Dean Allen Lavorante, 19, surrendered to authorities Friday afternoon. He was released on $240,000 bail in the evening.

Culver City residents Eric Matthew Ullman and Dean Allen Lavorante turned themselves in Friday afternoon. Los Angeles residents Brian Alan Anderson, William Thomas Coppock and Brian David Franks were transferred today from Malibu/Lost Hills Sheriff’s Station to the Men’s Central Jail in Downtown Los Angeles.

By Jonathan Friedman/Assistant Editor

The final two suspects in last month’s Corral Fire surrendered to Los Angeles County Sheriff’s authorities Friday. Culver City residents Eric Matthew Ullman, 18, and Dean Allen Lavorante, 19, were booked at Malibu/Lost Hills Sheriff’s Station in the afternoon and were released in the evening after posting $240,000 bail each. They are scheduled to be arraigned in Van Nuys Superior Court on Monday.

The other three suspects, who appeared in the Van Nuys court before Judge Michael Kellogg on Friday, remain in custody.

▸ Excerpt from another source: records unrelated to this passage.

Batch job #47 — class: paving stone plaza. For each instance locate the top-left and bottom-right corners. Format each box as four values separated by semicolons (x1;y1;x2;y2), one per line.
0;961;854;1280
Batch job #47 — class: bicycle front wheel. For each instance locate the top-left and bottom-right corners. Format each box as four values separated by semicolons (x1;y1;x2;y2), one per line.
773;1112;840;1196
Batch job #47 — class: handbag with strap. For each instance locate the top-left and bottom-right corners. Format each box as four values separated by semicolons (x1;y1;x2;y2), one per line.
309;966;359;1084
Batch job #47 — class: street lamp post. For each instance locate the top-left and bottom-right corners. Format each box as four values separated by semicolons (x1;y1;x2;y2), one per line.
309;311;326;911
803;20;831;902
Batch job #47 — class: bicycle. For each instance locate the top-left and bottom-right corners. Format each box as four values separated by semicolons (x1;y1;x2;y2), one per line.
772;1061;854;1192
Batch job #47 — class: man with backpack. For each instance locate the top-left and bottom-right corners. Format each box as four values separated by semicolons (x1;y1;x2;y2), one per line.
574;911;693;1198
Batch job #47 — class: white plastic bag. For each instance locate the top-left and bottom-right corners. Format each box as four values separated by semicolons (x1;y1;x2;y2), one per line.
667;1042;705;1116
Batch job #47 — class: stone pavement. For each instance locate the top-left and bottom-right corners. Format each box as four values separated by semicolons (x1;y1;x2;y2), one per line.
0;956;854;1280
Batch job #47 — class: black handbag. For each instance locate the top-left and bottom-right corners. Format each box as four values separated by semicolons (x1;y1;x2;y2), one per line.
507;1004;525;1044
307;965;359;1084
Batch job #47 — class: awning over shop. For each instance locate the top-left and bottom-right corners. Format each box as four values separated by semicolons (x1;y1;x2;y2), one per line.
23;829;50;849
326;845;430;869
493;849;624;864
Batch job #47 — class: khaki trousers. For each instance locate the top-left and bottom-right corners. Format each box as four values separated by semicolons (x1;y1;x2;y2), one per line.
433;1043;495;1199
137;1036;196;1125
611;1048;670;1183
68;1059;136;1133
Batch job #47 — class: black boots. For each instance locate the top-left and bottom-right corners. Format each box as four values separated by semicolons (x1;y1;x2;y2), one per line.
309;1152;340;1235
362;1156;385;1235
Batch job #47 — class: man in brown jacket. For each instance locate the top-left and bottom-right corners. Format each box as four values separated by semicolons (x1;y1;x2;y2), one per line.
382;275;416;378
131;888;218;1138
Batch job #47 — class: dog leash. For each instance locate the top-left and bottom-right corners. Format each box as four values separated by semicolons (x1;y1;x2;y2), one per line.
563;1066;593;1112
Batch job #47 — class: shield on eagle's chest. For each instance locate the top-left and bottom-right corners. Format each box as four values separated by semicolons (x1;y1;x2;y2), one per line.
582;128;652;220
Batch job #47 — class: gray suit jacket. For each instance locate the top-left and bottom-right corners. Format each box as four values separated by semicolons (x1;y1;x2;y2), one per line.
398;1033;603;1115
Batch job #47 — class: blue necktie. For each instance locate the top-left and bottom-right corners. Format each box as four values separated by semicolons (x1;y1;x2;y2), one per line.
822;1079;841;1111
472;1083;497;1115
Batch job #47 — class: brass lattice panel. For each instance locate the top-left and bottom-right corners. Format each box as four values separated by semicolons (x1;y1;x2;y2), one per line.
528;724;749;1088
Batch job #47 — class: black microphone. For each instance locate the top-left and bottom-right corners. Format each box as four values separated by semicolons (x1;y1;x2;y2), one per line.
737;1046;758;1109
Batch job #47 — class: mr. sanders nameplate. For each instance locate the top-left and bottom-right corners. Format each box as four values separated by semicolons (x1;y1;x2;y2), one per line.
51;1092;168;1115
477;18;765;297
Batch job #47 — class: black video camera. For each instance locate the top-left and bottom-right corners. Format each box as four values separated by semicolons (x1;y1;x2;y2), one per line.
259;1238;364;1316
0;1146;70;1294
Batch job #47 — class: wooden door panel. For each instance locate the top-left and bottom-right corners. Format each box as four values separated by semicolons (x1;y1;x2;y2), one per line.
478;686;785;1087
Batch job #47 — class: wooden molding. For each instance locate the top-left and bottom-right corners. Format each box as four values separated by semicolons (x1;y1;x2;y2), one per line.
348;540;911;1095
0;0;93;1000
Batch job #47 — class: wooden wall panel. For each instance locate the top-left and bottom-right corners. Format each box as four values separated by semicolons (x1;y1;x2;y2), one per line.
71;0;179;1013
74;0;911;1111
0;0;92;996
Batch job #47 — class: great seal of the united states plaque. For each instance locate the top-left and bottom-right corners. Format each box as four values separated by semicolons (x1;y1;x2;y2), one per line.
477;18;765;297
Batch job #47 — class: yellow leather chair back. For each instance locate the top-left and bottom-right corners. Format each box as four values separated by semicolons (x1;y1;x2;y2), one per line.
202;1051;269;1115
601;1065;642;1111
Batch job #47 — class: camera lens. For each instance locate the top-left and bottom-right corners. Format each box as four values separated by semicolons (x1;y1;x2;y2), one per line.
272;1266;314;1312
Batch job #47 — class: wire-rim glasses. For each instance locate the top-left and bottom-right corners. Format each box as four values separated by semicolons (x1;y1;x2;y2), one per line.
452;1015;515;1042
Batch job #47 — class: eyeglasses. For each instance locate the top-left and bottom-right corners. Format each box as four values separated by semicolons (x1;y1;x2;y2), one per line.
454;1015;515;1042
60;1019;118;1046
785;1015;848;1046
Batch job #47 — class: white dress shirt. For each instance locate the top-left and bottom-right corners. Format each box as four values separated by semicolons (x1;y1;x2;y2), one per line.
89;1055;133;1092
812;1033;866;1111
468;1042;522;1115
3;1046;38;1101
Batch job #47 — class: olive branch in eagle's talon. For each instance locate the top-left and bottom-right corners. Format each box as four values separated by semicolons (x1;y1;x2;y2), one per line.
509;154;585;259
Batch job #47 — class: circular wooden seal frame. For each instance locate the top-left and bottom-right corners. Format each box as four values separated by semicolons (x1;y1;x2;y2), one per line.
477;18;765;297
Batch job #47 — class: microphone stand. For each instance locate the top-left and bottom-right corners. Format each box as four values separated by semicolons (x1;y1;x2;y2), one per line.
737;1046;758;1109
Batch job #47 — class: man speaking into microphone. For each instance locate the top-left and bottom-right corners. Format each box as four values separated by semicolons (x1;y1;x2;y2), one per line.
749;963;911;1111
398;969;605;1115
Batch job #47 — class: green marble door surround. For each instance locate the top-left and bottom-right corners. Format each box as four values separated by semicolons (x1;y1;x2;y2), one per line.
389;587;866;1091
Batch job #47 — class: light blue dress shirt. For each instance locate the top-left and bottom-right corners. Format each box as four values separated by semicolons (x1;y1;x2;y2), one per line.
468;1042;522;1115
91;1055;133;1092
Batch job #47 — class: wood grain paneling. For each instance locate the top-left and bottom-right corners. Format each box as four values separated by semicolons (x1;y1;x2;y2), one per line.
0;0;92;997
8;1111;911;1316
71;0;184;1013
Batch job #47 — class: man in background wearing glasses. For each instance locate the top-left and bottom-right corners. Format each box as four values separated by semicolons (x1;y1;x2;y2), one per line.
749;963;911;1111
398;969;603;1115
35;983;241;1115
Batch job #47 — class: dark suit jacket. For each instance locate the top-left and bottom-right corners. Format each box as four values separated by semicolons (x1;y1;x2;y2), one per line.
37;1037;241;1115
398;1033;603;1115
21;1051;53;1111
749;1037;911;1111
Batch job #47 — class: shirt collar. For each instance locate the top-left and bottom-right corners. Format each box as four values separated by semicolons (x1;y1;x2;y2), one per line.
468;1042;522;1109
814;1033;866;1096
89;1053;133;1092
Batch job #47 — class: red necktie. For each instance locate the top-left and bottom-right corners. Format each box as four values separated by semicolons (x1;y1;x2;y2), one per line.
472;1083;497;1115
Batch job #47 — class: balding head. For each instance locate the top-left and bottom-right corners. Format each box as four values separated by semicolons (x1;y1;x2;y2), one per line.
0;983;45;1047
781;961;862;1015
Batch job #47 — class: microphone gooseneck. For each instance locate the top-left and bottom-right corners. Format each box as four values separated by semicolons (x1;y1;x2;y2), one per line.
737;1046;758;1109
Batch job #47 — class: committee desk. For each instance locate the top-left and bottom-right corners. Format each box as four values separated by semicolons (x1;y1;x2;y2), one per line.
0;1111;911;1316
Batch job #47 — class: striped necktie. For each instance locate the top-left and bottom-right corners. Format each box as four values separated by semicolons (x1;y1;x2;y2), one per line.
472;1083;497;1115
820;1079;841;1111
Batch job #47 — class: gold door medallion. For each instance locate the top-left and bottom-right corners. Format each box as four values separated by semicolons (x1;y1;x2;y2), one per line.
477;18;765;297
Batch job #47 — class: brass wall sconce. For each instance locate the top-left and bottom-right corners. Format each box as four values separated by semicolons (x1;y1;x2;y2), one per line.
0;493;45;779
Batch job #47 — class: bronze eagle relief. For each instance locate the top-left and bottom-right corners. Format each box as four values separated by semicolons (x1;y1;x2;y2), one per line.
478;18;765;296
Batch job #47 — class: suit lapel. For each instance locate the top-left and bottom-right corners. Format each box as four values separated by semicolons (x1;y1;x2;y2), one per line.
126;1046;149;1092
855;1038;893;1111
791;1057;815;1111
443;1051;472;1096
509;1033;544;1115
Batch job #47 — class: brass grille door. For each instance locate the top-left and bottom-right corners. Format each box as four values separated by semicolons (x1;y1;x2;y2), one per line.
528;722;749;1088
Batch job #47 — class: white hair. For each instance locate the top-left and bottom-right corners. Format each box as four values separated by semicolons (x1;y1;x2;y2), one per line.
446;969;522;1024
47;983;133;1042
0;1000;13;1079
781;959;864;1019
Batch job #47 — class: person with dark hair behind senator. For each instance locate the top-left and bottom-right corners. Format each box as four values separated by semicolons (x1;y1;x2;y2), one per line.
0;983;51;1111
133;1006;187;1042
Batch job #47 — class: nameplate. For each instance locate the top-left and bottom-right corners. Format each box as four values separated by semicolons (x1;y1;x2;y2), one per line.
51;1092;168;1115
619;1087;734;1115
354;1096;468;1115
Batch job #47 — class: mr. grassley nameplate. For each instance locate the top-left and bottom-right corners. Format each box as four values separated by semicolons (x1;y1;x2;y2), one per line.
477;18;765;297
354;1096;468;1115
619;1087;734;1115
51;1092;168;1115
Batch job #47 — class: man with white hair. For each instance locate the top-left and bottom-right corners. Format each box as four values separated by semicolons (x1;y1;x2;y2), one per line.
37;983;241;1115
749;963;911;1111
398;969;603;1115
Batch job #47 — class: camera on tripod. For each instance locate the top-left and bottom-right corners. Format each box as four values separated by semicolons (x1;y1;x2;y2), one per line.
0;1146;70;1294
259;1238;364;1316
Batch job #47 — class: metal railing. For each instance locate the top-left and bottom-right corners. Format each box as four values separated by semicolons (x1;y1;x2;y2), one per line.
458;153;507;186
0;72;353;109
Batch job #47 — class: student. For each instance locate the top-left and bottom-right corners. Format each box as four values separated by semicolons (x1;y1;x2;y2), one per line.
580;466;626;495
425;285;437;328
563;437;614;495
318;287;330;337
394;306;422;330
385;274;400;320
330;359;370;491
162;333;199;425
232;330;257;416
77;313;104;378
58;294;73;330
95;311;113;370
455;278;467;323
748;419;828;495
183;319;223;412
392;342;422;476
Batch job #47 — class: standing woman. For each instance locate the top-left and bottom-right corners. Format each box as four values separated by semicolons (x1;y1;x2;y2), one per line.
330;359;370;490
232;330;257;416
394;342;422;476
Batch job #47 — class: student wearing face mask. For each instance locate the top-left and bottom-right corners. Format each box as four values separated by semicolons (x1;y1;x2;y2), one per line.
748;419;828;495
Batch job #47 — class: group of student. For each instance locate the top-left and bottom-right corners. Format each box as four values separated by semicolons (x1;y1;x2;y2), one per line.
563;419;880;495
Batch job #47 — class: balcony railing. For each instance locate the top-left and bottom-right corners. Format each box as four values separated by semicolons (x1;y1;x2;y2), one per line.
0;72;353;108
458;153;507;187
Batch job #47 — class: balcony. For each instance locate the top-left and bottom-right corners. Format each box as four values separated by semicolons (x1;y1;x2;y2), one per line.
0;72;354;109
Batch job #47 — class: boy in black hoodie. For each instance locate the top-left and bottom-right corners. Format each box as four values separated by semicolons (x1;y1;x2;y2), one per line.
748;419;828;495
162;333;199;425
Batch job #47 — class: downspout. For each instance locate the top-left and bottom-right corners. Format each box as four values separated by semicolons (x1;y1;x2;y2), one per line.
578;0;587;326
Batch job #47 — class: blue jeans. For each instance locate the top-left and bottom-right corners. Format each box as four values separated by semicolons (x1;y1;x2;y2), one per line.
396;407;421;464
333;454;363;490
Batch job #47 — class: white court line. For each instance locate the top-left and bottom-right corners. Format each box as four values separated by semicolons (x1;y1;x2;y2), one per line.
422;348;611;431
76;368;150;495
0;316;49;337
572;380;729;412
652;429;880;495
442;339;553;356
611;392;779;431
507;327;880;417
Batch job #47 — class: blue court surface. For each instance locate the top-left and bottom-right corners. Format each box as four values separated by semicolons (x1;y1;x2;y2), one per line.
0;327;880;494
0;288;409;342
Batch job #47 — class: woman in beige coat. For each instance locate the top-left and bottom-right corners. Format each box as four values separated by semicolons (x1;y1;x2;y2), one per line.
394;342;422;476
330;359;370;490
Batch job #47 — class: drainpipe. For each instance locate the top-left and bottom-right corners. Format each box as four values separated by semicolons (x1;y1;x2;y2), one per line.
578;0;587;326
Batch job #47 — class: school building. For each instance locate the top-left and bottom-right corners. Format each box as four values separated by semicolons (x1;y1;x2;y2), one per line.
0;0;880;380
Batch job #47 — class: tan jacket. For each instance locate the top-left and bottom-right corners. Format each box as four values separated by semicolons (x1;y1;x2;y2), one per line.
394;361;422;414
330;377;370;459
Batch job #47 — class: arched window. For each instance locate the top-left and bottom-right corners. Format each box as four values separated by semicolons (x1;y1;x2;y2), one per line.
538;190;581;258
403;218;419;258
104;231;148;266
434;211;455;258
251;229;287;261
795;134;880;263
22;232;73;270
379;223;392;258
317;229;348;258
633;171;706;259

Los Angeles residents Brian Alan Anderson, 22, William Thomas Coppock, 23, and Brian David Franks, 27, were transferred today to the Men’s Central Jail in Downtown Los Angeles. No formal plea was taken from the suspects on Friday, but lawyers for Anderson and Coppock said their clients are innocent.

Speaking to the media outside of the courthouse, attorneys John Duran, representing Anderson, and Flier, counsel for Coppock, said a group that had been in the cave prior to their clients built the campfire. And, the lawyers said, when the group of three left the area they believed they had fully put out the flames.

Anderson, Coppock and Franks will appear in court next friday for a formal arraignment and bail hearing. Their preliminary bail has been set at $240,000 for.

The five suspects were charged on Thursday with two felony counts; causing a fire with great bodily injury and recklessly causing a fire to an inhabited structure. The fire was started “during and within an area of a state of emergency,” which could be a factor in sentencing if the suspects are convicted.

The blaze was believed to have started at approximately 3 a.m. on Nov. 24 in a cave at the top of Corral Canyon Road when an illegal campfire went out of control due to the strong Santa Anta winds. The Los Angeles County District Attorney’s Office says Ullman and Lavorante and two unidentified young women built the campfire. They left after a second group arrived that included Anderson, Coppock and Franks.

“Embers from the fire touched off flames in the tinder dry hillside,” a press release from the District Attorney’s Office stated. “Whipped by 50 mph winds, the fire swept into homes in the area.”

The press release added that none of the defendants or their companions attempted to notify authorities about the fire.

“This wasn’t an oops,” District Attorney Steve Cooley said in the press release. “These charges reflect criminal recklessness that resulted in [six] injuries and the destruction of 53 homes and other structures.”

Cooley continued, “The law is clear. You cannot go into a high fire danger area and for whatever reason build a fire. It’s not only a recipe for disaster, it is a criminal act.”

The investigation into the fire was a joint effort by the county’s Sheriff’s and fire departments along with the California Department of Forestry. They found food wrappers and precut fire logs near the cave, Los Angeles County Sheriff Lee Baca said at a press conference Thursday afternoon. Investigators checked with the local businesses regarding the purchase of the items, and soon determined they came from the Ralphs in Malibu Colony Plaza. Investigators then viewed surveillance tapes and searched through receipts. After obtaining a search warrant, they retrieved debit card information that led to two witnesses to the fire. Also, a citizen responding to a press release by arson investigators requesting information “offered valuable assistance,” Baca said.

“Scores of interviews were conducted at locations as far away as Shasta County and near the Oregon border,” Baca said.

The speed of the investigation impressed City Councilmember Ken Kearsley. “It’s amazing, some great detective work,” he said Thursday night.

Mayor Pro Tem Pamela Conley Ulich also praised the investigators in a Thursday e-mail to The Malibu Times.

“Mixing campfires with Santa Ana winds and drought conditions is a recipe for disaster,” she wrote. “I hope those responsible for causing pain and suffering to innocent people will be brought to justice. I applaud the Sheriff’s Department for their fine detective work and hope that we can turn this horrible catastrophe into a learning moment for those who still believe that campfires should be encouraged in areas that are prone to wildfires and disaster.”

The Corral Fire destroyed 86 structures, including 53 homes. The damage has been estimated to be more than $100 million, Baca said. Six firefighters were injured, with one receiving second-degree burns to the face.